Рассказ курсанта Анатоля: Я взбирался по вантам на салинг, садился в беседку, а с палубы несколько человек дружно вирали ее до места циклёвки. Они старались поднимать беседку не спеша и плавно, но разве это возможно?.. По крикам, доносившимся из поднебесья, можно было судить, что о них думает поднимаемое тело.
Ну, слава Богу - дотянули! С тридцатиметровой высоты палуба казалась узенькой дощечкой, по которой ползают мураши-людишки. Я обносил цепь страховочного пояса вокруг стеньги и принимался скоблить. Как ни странно, дело двигалось достаточно быстро, так что постоянно страховавший меня матрос Тильга на палубе тоже не сидел без дела: периодически аккуратно потравливал фал беседки. Судите сами: толщина стеньги была приблизительно сантиметров 20.

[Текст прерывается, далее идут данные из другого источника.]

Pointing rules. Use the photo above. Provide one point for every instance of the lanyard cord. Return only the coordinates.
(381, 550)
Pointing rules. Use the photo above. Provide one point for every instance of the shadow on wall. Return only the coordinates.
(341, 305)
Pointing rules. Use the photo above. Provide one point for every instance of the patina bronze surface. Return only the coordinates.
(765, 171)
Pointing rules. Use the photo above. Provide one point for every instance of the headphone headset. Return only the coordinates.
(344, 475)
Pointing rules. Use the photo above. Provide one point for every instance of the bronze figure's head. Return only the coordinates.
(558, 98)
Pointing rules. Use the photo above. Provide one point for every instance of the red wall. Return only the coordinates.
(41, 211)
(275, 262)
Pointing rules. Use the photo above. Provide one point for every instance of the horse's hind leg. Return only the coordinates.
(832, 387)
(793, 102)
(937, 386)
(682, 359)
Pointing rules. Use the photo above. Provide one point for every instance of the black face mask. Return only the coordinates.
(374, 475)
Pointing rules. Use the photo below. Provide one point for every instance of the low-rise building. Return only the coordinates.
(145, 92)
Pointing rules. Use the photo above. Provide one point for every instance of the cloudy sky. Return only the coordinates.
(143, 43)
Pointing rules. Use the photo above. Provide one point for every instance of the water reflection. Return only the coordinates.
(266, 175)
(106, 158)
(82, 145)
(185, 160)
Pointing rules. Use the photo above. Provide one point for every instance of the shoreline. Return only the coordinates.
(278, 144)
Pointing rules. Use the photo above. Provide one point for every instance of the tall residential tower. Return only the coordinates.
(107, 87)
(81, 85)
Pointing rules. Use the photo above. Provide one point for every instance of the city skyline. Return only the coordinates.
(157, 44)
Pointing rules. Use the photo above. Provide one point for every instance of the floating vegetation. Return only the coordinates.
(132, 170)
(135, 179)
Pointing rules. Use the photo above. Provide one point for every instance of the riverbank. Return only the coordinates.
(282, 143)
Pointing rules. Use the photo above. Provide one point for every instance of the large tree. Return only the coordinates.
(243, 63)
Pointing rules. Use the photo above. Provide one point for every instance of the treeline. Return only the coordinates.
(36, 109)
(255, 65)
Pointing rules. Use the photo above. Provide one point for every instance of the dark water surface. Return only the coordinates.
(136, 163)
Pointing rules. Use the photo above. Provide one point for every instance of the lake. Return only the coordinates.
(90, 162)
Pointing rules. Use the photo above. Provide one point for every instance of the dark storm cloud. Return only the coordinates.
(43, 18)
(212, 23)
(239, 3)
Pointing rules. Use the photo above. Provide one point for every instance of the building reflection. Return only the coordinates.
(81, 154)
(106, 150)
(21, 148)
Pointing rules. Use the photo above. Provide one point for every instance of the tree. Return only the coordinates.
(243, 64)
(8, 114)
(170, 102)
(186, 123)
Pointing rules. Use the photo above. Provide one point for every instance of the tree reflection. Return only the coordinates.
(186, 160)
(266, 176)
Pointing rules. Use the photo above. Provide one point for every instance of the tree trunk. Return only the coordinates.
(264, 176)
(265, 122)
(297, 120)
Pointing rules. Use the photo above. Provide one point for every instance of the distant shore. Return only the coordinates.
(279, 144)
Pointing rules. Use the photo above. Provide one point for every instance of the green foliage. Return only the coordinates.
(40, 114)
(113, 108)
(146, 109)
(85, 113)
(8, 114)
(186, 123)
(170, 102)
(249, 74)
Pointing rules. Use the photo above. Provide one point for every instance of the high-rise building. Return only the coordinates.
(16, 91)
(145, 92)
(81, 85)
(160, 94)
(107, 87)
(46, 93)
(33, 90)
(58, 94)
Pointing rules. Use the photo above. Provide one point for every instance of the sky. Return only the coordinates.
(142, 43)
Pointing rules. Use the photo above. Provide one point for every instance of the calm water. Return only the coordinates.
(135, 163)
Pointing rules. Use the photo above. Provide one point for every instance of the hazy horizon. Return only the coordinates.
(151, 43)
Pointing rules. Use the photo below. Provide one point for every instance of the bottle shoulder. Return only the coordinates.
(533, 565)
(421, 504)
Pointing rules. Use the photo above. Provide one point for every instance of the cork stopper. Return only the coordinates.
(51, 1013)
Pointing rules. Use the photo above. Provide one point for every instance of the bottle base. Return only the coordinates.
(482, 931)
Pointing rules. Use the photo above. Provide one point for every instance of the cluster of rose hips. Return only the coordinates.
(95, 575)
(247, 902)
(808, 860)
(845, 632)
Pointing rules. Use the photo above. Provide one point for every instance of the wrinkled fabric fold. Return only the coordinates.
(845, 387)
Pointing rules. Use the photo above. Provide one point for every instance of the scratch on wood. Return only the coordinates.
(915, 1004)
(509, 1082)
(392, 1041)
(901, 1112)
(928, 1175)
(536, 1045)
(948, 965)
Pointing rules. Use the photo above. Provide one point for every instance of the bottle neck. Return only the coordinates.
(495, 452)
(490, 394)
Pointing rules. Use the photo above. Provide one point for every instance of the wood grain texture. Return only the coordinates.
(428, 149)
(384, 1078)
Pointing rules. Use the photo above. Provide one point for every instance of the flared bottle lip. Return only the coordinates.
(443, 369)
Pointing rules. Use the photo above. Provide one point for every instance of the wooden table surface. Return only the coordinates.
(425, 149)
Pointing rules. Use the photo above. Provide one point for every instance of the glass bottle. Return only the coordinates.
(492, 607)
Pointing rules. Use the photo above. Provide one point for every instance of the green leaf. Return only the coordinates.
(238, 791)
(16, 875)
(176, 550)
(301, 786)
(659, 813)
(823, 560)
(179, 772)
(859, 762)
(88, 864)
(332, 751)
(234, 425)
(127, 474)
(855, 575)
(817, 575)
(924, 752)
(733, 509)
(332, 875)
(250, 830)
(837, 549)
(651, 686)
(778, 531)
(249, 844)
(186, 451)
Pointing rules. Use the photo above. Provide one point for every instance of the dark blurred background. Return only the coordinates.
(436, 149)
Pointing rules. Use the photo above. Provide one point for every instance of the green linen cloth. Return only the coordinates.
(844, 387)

Однако образцом работы высшего класса на мачтах стала покраска клотиков белилами, которую выполнил курсант Феликс, встав ногами на поднятую до самого блока беседку и без всякой страховки. Даже сейчас мурашки по коже...
В течение полутора недель все запланированные работы были выполнены без излишней суеты и авралов. Хватало времени и искупаться (только по команде), и отдохнуть от трудов праведных. Чем грязнее становилась наша роба, тем белее становилась баркентина. Вымытый корпус вместе с сияющим желтизной рангоутом превратил ВЕГУ в красавицу. Недаром слово "ship" в английском женского рода!